For a few years, whenever I’m in the Bugis district, I’d stare with curiosity at a certain aged structure One that’s right opposite the ultramodern National Library and with grounds surrounded by hoardings.
The building is clearly a church, but for the life of me, I can’t remember the name or anything else about it, not till checking Google Maps anyway.
For some reason, I kept assuming the building is some sort of missionary school too. (Which part of it was; see next section)
Well, that landmark is Saint Joseph Church, one of Singapore’s oldest Roman Catholic churches with over a century of history. Build in the ornate Portuguese late Gothic style, the church is also a Singapore National Monument and has been under restoration since 2017.
Those works recently ended and on June 30, 2022, the church reopened its grounds and doors to the public. When I passed by the restored monument last Monday, the majestic spires under the blue evening sky immediately caught my attention. I stood for ten minutes in the car park taking shot after shot, which making a reminder to myself that I should return for a proper “exploration.”
That exploration happened two afternoons ago. In a nutshell, my half-hour stay in the tranquil and airy nave was both spiritual and fascinating. The abundant Catholic art on display also inspired me to dig out all my old reference books about saints, the moment I’m home.
The peaceful ambience everywhere was also, how should I put it, incredibly healing and restorative.
Brief Introduction to Saint Joseph Church
The current restored Saint Joseph Church was built between 1906 and 1912, and was part of the Portuguese Mission till 1999. For a long time, it was also informally known as the “Eurasian Church” as the congregation included Portuguese and Malaccan Eurasian Catholics in earlier days.
Before 1906, however, a smaller church long stood on the grounds. In the later part of the 19th century and all the way up to the mid-1990s, a school (Saint Anthony’s Boys’ & Girls’ School/) was also situated in the church compound. The repurposed school building is now the National Design Centre.

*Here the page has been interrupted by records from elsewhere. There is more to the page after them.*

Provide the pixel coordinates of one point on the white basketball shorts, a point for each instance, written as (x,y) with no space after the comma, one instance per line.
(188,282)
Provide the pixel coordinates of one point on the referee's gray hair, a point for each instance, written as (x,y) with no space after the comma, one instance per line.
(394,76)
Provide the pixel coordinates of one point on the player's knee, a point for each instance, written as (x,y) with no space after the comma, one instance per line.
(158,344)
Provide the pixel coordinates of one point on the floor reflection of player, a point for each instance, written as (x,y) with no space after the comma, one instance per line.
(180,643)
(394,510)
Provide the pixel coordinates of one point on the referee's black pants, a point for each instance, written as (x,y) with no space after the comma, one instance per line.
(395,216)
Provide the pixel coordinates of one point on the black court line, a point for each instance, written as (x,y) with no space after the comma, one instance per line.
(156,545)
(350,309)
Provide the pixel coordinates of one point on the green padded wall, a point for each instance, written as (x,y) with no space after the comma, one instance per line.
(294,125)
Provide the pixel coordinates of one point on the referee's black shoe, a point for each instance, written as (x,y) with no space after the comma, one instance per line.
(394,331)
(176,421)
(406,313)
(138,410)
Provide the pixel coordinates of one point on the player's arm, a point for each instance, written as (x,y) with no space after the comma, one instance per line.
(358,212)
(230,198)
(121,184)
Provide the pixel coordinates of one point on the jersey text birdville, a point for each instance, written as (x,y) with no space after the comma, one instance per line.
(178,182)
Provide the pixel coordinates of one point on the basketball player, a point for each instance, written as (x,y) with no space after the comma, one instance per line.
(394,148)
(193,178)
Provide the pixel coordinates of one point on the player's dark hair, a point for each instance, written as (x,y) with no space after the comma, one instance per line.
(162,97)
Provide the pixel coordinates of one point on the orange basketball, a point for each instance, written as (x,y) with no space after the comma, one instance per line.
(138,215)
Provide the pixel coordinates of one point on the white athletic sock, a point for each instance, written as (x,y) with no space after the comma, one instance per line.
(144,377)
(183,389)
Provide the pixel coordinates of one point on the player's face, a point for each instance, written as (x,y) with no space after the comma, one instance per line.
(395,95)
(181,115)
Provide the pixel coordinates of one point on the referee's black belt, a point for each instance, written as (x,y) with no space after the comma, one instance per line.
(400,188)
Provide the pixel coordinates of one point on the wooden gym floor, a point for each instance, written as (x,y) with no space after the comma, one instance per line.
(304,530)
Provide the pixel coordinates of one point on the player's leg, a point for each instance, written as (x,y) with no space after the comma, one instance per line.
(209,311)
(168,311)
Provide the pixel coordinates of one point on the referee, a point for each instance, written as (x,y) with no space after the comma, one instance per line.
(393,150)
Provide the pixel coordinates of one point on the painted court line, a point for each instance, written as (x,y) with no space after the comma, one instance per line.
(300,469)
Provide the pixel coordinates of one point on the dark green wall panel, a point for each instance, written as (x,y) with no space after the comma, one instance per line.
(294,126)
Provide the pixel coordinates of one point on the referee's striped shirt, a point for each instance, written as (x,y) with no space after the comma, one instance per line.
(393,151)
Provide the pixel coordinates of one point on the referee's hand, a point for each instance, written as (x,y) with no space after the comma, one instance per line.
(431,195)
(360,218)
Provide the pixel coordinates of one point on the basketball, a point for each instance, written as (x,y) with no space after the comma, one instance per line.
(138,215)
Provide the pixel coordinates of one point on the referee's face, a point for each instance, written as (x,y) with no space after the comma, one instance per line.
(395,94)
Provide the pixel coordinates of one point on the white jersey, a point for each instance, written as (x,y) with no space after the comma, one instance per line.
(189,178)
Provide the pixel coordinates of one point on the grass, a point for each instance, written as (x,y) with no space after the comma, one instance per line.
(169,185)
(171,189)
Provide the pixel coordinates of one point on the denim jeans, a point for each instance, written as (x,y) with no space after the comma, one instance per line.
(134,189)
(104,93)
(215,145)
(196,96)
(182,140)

Architecture-wise, the main building of the church presents a classic Latin Cross, with the western front, i.e., the main entrance capped by three towers. Originally painted in white and blue, probably to reflect its Portuguese roots, the restored church is now in calming beige with bluish grey details. For all visitors, secular or religious, the church’s magnificent stained glass windows are the main attraction too.
My Late Afternoon Visit
The following might sound sacrilegious to some, so I apologize! I had a great time going through the saints and trying to identify them all without reading the names. Sadly, though, I’ve forgotten most of what I’ve read over the years and so other than the obvious ones like Saint Sebastian, I couldn’t name many.